Everyone is different and those who have not experienced the pain from standing in relation to PN have no Idea what you are talking about thanks goodness for them really. Anyway I have no idea why but my theory is that there is some kind of connection with blood flow. If the blood is not flowing and if it’s causing pressure, (at least it feels like pressure building) my PN is much, much worse. If I stay on an exercise regimen where I get the maximum blood flow over time it PN seems to improve.

PN for me never improves. Same with most other CMTers. Just keeps progressing, as it does, due to the hereditary factor.

My chi machine is fast becoming my best friend.

My mom has been visiting for the past week and I could not exercise and I have continued to use my chi machine twice daily and I am still have blissfully wonderful nights. Thank you Lord. All I can think is my chi machine is what is doing it. If I get a flare I can go use it in that moment and it will stop the flare farely quickly compared to not using it.

It MUST be a circulation thing, since that is the major thing a chi machine does.

I am sure circulation is key. I would use the Chi machine but I cannot lie flat or have that constant movement. I would love it if I could do it. I do use my infrared dome and pad though, great for circulation.

I have not been walking because of the PN pain. As I may have mentioned in my other post, the pain has slowly progressed. Anyway, I tried walking this morning and I painfully finished it. After I finished walking, I had to literally throw myself onto the sofa to rest my feet/legs. It was really horrible.

I completely understand what you mean with "....have not experienced the pain from standing in relation to PN have no idea what you are talking about....". The pain and the discomfort are very difficult to describe.
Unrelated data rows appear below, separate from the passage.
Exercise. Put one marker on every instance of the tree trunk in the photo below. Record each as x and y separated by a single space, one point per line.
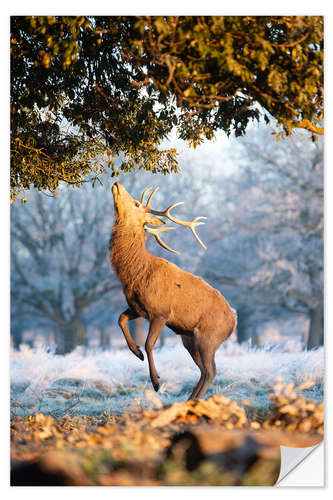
316 329
16 337
243 332
104 341
70 336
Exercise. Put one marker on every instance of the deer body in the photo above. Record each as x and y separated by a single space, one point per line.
164 294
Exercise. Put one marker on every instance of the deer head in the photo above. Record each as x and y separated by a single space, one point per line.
137 215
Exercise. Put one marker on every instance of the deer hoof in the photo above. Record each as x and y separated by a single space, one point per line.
139 353
156 386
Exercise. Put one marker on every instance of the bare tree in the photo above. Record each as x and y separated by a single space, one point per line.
59 258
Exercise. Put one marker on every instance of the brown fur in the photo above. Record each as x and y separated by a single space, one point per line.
165 295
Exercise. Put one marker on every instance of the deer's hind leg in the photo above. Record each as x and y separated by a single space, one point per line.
122 322
155 329
192 348
207 346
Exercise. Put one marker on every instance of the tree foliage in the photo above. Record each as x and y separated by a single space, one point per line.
87 88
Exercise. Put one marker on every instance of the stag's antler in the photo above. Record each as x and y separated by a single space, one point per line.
166 213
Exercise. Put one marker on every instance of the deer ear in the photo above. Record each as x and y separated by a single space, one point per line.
153 221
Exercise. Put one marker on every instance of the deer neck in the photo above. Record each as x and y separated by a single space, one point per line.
129 256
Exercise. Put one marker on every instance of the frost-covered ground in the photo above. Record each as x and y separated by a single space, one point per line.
95 381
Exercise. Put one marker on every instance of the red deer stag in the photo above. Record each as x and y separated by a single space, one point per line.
163 293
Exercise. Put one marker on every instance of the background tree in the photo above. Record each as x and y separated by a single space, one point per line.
60 266
272 230
83 87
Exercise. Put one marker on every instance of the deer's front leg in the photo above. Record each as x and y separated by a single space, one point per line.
122 322
155 328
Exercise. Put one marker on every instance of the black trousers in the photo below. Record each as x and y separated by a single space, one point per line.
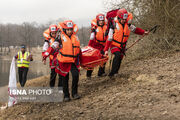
116 63
22 71
75 79
100 71
53 79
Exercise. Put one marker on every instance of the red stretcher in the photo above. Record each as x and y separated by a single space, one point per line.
92 58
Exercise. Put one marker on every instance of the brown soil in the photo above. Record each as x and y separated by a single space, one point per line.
144 90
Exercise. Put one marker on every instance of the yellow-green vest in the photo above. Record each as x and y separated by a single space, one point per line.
22 60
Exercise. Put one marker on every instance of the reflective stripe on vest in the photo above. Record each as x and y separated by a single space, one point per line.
70 49
22 60
120 35
100 34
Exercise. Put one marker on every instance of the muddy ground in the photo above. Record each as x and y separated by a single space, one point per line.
146 89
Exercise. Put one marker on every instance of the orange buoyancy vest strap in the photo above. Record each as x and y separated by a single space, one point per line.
70 48
100 34
121 34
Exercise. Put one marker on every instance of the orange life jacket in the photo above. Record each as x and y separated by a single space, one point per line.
100 32
121 34
47 36
70 49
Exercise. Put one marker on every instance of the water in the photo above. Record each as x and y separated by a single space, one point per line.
36 69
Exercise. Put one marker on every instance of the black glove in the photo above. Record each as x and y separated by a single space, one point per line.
102 52
93 30
111 24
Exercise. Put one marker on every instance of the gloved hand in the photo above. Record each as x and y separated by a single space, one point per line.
102 52
106 53
111 24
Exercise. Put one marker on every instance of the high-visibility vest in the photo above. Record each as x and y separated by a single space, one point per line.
70 49
22 60
46 34
121 34
100 32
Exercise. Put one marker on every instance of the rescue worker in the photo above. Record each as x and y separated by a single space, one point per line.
118 35
50 35
98 39
68 57
23 59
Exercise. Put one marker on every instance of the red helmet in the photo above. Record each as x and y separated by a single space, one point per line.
122 13
68 24
100 17
53 28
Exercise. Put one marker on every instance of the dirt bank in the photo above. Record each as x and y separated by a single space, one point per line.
144 90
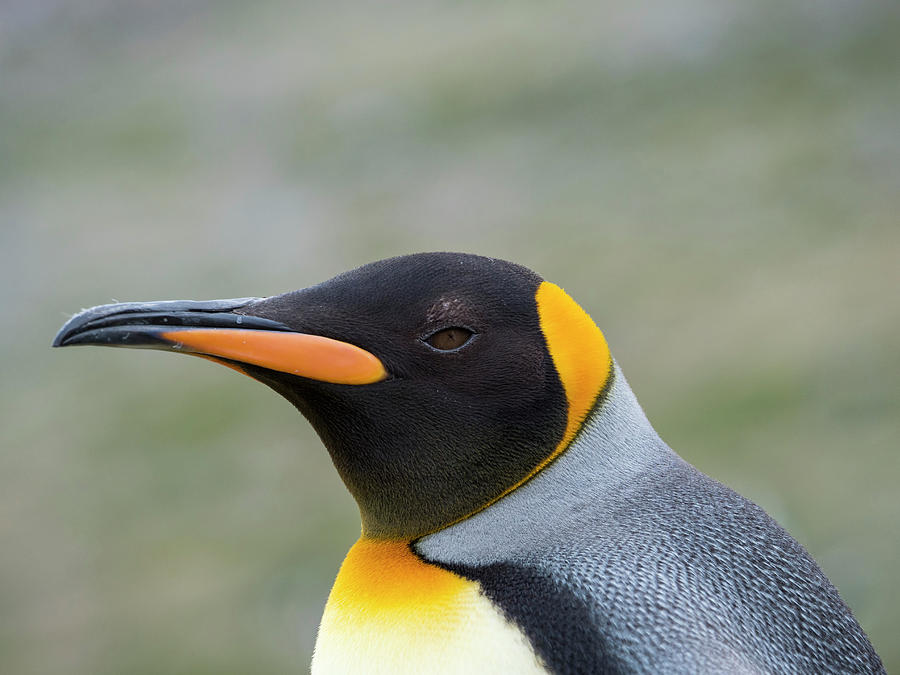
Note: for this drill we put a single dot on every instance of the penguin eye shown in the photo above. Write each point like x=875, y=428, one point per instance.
x=449, y=339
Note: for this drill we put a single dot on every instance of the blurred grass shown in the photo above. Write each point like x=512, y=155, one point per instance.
x=717, y=185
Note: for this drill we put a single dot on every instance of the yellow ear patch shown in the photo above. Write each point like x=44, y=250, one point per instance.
x=579, y=352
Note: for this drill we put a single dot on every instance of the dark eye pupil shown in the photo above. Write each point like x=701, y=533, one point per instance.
x=449, y=338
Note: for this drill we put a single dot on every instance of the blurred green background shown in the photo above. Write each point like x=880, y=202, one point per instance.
x=717, y=183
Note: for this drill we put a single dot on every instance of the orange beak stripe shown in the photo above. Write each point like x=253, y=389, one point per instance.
x=311, y=356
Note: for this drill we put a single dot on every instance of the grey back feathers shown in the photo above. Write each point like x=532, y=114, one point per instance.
x=621, y=557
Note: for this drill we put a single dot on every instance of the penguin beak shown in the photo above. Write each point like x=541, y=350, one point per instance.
x=215, y=330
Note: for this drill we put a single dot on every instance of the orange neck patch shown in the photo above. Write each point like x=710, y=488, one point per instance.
x=385, y=577
x=579, y=352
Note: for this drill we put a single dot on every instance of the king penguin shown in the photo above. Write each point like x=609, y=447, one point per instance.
x=519, y=513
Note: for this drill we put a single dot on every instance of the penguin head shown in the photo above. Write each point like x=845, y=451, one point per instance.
x=438, y=382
I have the same issues. I try to walk too, but know I am going to pay for it. I gain weight if I don't. Keep on going, and I will too. Tonight I will use a lidoderm patch in hopes it settles down. take care of yourself. ginnie

Here's another thought which is a touchy topic and has been discussed in great length but I have gained close to 15 pounds in the last year due to not being active enough. I have chronic Hip Bursitis and can't really do much at all right now. Anyway I' wondering if now my feet are fatter if that's added to my PN being much worse?,... Inflammation and pressure from the layer of fat? I'm thinking yes. It's so hard to be active and healthy when battling PN sometimes!

Any thoughts?

My pain specialist said that these patches are only useful for painful skin, as in on the surface, but not for deep nerve pain. I found that disappointing. He is not trying everything he can to help my burning

As for exercise I do vigorous work every day. I feel great when I'm doing it, and won't stop, however, I notice that on the weekends when not working, my pain lessens.
I'm only 30 and can't bear the thought of not walking, although the numbness in my lower legs and moderate/severe bil lateral carpel tunnel lead me to believe that I will have to accept that I won't be running myself into the ground for much longer.
The other week I was wearing tights under my dress and my ankles and calves turned purple .. so frightening. Has to be circulation related ..no?
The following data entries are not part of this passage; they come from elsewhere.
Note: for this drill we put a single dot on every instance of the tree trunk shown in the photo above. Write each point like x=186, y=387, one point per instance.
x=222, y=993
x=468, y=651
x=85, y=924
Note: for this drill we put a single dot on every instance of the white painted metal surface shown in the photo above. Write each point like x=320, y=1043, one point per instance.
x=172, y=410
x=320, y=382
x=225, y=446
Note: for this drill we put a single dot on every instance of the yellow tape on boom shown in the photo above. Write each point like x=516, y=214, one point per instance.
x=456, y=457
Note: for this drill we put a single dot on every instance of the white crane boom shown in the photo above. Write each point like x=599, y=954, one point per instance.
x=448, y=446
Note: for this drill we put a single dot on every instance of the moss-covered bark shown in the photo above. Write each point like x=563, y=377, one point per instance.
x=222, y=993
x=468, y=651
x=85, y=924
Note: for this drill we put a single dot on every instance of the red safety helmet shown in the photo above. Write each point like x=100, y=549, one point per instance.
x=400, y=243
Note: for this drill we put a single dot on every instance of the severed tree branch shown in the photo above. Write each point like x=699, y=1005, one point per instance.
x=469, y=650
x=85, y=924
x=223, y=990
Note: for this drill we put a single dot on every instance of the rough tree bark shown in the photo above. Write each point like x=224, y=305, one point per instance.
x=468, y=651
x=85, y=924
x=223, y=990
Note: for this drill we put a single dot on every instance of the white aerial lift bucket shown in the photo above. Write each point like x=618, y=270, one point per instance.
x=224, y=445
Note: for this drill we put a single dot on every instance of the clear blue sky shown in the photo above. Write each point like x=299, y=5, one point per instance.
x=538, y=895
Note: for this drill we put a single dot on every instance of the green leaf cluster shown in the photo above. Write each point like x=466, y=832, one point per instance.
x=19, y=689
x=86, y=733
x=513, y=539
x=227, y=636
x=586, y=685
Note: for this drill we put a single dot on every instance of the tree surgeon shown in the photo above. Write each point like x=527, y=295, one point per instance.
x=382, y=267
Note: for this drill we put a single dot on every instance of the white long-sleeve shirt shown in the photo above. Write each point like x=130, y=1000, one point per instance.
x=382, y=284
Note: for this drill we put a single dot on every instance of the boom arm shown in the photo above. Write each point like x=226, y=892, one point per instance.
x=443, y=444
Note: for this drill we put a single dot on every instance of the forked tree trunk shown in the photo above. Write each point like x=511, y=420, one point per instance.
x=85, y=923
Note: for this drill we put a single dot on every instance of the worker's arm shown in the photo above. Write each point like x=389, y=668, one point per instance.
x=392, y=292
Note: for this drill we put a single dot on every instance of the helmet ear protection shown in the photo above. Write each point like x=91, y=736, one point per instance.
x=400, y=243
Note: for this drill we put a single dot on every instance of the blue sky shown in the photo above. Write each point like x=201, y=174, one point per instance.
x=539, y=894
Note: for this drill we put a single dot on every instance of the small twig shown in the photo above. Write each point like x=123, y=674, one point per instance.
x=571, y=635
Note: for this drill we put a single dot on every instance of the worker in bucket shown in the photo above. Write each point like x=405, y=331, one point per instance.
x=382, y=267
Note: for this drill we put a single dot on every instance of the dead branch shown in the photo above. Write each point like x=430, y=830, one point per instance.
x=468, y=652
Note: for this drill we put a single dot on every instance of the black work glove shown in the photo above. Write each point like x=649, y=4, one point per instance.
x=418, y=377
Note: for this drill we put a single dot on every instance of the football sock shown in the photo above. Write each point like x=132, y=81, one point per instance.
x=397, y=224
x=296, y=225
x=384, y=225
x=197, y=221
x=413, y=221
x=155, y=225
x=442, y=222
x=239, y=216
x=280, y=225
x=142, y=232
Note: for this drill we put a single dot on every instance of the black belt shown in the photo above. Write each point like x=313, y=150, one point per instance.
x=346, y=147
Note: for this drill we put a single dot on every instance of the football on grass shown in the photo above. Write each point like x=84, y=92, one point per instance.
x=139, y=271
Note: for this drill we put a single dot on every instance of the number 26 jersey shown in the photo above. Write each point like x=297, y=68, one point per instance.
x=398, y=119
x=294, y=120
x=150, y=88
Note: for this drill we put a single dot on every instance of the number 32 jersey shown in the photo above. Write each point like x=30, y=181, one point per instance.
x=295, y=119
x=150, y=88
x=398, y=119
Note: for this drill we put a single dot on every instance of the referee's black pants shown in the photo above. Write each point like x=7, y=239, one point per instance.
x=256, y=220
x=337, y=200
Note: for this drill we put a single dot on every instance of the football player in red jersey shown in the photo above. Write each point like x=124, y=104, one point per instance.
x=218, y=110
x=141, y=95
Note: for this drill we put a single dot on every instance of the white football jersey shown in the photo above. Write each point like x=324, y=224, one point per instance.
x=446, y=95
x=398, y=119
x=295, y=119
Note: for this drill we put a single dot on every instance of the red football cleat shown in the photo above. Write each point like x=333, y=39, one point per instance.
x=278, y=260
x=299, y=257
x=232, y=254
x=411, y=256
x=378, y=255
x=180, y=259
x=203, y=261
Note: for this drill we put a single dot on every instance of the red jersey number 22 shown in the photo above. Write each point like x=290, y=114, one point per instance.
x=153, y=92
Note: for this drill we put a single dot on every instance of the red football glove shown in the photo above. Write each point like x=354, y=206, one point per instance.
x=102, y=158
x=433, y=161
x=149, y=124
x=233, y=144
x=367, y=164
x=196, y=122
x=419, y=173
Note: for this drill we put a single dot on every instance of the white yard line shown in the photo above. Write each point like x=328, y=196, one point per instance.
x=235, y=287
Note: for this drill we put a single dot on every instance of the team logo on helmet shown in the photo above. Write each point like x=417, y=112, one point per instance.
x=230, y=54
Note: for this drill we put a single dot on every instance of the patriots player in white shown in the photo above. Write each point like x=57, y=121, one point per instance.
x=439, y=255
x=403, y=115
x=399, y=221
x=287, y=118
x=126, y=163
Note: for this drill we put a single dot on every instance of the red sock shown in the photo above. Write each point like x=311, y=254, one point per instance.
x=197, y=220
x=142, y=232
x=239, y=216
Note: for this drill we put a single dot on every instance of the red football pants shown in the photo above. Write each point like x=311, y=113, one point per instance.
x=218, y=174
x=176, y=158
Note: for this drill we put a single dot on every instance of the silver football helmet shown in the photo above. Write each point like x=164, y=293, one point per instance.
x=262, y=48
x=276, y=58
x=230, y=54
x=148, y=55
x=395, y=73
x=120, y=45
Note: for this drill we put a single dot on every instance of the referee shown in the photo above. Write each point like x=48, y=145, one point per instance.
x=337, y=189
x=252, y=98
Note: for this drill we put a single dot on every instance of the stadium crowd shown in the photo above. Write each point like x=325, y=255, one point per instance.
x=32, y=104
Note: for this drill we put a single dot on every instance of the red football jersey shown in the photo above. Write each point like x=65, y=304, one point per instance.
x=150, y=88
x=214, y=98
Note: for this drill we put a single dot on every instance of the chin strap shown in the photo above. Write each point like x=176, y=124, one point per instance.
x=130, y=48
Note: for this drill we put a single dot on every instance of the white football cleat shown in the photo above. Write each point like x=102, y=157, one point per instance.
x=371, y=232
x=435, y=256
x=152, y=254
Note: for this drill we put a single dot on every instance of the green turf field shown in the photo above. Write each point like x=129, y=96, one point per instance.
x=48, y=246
Marty feet do gain weight just like the rest of our body, lol. True. I lost 60 pds last year and all my shoes got too big for me.

I can't help but think it would make pn worse, since added weight makes everything else worse but thats just me guessing.

Silver, I dunno but that sounds scary, anytime it turns purple!! I know my chi machine is my new best friend now and its all about circulation.

Lidoderms do penetrate.... any doctor who says no is in error.

http://dailymed.nlm.nih.gov/dailymed...archiveid=3663

I suspect doctors lie when they don't know much about a product and therefore are afraid to prescribe it.

The pain of post herpetic neuralgia is deep and not superficial only in the skin.